He had photographs of his parents on the table by his bed. His mother looked beautiful in a high-cheekboned way. His father was tall and thin, bent slightly. Andreas polished the frames, laughing at his reverence. He slung his legs out of the bed and offered to bring her coffee.

‘My mother’, he said, when he came back with a tray, ‘always told me I should learn how to wait on women. She says it is an important skill, perhaps the most important.’

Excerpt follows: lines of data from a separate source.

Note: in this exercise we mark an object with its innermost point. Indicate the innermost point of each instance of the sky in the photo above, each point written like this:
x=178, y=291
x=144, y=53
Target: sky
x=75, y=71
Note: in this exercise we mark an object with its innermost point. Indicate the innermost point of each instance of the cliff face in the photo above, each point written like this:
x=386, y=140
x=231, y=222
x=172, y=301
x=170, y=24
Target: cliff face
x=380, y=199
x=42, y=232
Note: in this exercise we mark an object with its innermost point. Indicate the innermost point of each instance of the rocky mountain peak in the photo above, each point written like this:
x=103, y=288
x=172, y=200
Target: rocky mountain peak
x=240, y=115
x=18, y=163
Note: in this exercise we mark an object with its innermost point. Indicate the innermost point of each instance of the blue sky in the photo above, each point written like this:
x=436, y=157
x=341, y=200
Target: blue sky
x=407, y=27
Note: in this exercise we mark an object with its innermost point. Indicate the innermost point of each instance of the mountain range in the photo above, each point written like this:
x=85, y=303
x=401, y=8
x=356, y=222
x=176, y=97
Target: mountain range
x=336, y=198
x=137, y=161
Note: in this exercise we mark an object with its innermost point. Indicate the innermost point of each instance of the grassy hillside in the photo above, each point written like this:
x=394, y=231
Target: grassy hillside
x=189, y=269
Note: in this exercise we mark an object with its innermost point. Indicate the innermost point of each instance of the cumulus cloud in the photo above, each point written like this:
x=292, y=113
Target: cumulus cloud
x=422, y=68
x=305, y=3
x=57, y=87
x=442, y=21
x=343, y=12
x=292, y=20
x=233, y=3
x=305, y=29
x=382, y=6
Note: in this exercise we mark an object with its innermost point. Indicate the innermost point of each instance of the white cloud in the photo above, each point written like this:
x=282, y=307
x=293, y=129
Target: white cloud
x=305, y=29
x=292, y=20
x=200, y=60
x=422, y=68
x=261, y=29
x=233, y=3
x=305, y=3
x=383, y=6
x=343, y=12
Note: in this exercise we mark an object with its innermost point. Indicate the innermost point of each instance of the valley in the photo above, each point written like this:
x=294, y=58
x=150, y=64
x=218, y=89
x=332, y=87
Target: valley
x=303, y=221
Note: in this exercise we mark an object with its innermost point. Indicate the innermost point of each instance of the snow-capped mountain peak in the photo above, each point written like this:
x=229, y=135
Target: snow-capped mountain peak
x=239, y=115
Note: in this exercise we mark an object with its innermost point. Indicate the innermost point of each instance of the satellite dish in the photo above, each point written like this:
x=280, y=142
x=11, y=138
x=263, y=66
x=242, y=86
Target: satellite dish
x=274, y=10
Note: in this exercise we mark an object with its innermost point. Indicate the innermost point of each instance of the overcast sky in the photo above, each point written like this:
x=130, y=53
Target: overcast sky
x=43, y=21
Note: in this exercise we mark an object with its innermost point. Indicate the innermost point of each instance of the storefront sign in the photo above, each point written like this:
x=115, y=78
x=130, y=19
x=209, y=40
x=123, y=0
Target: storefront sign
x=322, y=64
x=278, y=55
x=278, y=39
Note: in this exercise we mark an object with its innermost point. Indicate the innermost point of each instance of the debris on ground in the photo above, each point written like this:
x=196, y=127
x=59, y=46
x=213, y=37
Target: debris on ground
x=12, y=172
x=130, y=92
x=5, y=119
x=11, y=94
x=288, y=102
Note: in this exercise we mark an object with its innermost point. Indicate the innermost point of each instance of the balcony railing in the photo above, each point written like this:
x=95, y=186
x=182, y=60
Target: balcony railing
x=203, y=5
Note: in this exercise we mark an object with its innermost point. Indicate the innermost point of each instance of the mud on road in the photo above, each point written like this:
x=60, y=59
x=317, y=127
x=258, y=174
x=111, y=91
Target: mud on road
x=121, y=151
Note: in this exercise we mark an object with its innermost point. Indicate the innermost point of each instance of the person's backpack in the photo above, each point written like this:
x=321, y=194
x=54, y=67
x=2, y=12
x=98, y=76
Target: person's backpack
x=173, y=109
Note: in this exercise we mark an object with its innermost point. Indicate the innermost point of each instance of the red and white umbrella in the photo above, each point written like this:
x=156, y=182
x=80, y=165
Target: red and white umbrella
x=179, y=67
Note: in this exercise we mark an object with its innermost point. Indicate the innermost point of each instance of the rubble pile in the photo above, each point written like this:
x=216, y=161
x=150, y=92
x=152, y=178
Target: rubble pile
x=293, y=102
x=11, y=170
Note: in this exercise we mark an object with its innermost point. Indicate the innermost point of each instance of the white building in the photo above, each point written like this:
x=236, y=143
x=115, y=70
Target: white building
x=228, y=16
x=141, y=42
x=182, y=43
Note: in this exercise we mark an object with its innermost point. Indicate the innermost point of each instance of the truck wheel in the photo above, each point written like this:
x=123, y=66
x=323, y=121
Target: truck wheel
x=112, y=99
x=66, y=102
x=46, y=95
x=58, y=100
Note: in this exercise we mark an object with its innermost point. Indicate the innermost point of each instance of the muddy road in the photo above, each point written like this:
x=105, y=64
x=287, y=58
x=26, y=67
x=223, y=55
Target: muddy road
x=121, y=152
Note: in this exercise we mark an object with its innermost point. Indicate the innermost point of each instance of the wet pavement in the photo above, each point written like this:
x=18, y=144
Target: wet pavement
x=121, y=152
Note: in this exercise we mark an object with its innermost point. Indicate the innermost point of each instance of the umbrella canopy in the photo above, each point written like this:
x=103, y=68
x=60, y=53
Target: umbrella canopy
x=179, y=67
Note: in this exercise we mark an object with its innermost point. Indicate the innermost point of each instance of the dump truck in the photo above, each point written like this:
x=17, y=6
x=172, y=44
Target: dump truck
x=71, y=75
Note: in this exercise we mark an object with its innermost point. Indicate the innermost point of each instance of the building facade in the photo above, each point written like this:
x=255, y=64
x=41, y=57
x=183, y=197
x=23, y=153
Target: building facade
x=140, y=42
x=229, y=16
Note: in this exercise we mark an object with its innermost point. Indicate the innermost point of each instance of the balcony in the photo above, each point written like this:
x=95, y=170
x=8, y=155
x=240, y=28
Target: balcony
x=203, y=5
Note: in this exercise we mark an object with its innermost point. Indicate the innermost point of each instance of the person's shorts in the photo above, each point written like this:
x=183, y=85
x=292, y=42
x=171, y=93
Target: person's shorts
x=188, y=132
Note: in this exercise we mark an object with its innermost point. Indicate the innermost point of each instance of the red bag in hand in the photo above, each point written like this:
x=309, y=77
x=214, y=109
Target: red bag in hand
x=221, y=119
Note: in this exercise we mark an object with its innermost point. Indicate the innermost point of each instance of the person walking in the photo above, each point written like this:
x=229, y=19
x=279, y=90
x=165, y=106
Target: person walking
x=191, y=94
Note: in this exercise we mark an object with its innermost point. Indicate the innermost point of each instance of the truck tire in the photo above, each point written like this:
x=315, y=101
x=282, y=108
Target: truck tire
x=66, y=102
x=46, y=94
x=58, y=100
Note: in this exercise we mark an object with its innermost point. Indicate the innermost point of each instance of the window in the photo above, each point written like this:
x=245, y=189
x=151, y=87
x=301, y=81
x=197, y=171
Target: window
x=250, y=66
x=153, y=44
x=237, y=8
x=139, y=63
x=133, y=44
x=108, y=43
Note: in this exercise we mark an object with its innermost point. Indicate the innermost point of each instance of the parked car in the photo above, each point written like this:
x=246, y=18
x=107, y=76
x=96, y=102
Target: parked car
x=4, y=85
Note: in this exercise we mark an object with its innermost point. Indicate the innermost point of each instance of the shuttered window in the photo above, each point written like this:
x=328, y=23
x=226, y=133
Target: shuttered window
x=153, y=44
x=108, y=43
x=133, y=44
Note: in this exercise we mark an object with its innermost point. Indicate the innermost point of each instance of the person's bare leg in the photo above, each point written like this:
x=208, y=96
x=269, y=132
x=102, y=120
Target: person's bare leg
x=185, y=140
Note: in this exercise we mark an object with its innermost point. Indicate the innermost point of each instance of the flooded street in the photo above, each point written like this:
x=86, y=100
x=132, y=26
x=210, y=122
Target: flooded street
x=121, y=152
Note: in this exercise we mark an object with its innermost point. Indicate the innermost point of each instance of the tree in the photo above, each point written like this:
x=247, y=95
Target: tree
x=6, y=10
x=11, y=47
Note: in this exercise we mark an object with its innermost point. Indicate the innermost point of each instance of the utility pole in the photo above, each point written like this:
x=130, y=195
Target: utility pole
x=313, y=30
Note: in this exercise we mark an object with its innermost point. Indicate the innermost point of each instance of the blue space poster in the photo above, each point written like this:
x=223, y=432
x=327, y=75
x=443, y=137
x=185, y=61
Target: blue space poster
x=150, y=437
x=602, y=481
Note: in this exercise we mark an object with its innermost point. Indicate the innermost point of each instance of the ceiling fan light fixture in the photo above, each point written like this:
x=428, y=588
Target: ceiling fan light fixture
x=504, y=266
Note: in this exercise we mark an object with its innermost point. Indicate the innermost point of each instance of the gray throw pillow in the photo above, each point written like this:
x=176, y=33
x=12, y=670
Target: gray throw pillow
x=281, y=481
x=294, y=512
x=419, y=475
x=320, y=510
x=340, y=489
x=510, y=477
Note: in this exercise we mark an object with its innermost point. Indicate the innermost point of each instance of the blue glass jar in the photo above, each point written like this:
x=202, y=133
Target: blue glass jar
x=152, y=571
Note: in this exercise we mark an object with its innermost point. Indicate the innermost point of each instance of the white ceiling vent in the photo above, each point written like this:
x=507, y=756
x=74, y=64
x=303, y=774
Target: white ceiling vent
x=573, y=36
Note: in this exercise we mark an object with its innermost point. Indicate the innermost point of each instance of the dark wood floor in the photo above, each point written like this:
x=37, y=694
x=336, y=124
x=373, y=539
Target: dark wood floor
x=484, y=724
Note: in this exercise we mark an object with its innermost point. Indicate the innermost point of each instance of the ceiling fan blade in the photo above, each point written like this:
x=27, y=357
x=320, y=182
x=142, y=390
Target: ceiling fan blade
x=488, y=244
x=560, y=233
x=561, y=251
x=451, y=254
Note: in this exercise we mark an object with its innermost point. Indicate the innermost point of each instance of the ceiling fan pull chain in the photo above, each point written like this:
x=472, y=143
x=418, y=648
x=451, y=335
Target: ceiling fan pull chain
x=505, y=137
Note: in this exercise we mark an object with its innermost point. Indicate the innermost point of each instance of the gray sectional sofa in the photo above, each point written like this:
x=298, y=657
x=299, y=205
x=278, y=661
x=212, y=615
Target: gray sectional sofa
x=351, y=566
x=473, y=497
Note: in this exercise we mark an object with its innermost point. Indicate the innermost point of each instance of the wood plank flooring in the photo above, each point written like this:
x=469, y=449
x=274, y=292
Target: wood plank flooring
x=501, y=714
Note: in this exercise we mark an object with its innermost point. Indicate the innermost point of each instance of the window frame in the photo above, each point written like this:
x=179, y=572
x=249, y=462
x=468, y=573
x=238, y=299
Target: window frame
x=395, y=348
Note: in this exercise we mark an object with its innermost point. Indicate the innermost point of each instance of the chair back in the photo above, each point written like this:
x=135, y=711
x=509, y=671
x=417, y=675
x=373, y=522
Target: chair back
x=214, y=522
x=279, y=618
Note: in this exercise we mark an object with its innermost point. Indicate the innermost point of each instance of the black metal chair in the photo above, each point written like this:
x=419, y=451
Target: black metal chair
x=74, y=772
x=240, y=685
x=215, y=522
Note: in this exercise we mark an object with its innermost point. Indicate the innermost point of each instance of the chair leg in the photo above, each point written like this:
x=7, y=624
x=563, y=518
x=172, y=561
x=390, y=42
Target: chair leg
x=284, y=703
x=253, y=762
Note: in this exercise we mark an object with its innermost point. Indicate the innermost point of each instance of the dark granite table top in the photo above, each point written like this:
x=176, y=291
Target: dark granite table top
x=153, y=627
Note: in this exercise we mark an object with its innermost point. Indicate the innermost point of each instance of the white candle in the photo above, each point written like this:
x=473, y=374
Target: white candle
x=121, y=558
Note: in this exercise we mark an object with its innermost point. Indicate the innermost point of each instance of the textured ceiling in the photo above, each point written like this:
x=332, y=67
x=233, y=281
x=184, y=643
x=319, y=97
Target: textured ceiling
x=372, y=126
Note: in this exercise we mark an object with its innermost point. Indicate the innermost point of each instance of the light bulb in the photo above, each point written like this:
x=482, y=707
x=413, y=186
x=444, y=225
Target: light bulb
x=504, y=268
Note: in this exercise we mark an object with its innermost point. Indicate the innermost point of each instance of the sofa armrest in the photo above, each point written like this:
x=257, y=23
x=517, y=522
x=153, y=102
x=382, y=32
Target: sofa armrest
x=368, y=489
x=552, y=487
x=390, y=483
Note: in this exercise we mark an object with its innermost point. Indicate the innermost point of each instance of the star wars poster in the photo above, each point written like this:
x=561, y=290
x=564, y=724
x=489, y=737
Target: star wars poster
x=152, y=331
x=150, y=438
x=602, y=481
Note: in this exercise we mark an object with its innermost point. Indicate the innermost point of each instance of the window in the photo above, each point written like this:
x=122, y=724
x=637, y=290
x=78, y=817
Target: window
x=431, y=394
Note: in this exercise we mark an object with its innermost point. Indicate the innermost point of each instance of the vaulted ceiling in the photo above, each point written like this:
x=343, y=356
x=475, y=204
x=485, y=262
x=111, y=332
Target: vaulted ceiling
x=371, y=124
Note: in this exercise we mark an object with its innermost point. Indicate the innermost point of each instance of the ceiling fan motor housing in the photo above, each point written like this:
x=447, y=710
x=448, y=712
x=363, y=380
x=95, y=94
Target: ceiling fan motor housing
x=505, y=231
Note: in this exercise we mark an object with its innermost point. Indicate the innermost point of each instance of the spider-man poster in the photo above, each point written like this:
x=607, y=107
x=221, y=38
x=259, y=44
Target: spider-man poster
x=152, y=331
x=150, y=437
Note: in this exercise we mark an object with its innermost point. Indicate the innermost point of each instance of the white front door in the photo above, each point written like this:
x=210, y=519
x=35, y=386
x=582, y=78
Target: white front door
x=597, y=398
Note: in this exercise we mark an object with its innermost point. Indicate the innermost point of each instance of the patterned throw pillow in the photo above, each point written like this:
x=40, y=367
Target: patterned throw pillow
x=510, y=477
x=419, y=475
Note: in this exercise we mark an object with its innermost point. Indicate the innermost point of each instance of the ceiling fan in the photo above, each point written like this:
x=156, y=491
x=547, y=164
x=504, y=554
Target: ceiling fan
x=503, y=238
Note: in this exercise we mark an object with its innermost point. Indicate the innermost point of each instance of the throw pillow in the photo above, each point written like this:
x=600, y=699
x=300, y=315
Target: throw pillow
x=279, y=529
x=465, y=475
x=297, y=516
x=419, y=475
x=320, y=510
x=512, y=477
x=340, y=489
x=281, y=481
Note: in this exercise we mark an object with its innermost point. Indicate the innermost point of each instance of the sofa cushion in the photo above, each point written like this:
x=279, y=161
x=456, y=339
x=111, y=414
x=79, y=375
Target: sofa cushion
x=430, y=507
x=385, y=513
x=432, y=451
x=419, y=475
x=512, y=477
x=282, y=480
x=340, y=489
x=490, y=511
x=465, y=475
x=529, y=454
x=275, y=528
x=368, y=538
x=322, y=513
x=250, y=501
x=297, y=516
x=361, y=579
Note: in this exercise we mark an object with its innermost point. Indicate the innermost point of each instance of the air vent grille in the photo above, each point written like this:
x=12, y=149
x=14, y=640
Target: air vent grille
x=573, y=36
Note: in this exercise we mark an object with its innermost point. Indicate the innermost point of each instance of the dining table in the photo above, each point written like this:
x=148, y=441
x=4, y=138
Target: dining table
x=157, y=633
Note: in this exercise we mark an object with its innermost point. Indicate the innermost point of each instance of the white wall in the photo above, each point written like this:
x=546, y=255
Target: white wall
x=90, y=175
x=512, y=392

‘It is a skill,’ said Rosa. ‘Knowing when to serve and when to command.’

‘I can do either,’ he said. Their repartee was a little forced. But his eyes shone when she kissed him. He listened well, laughed in the right places, generously plied her with questions. Still, the balance between them kept slipping. Within a few days, he was offering her advice.

‘You need to get a sense of what you want to do,’ he kept saying. ‘You have to do something. We all, we all have to do something. I feel I can help, at least with this.’

‘I just need to get back into the Polis,’ she said.

‘The Polis,’ he said. He sounded tired. They were wrapped in sheets. Theirs was a bed-bound romance. It did best at night. But now it was early morning, and they were both hung-over.

‘It’s hard to get back in,’ she said. ‘Once you fall out.’

He stayed silent, looking at her. Then he rolled over and folded his arms around her. She was pressed into his wide chest. He seemed to be smiling. He kissed the back of her neck.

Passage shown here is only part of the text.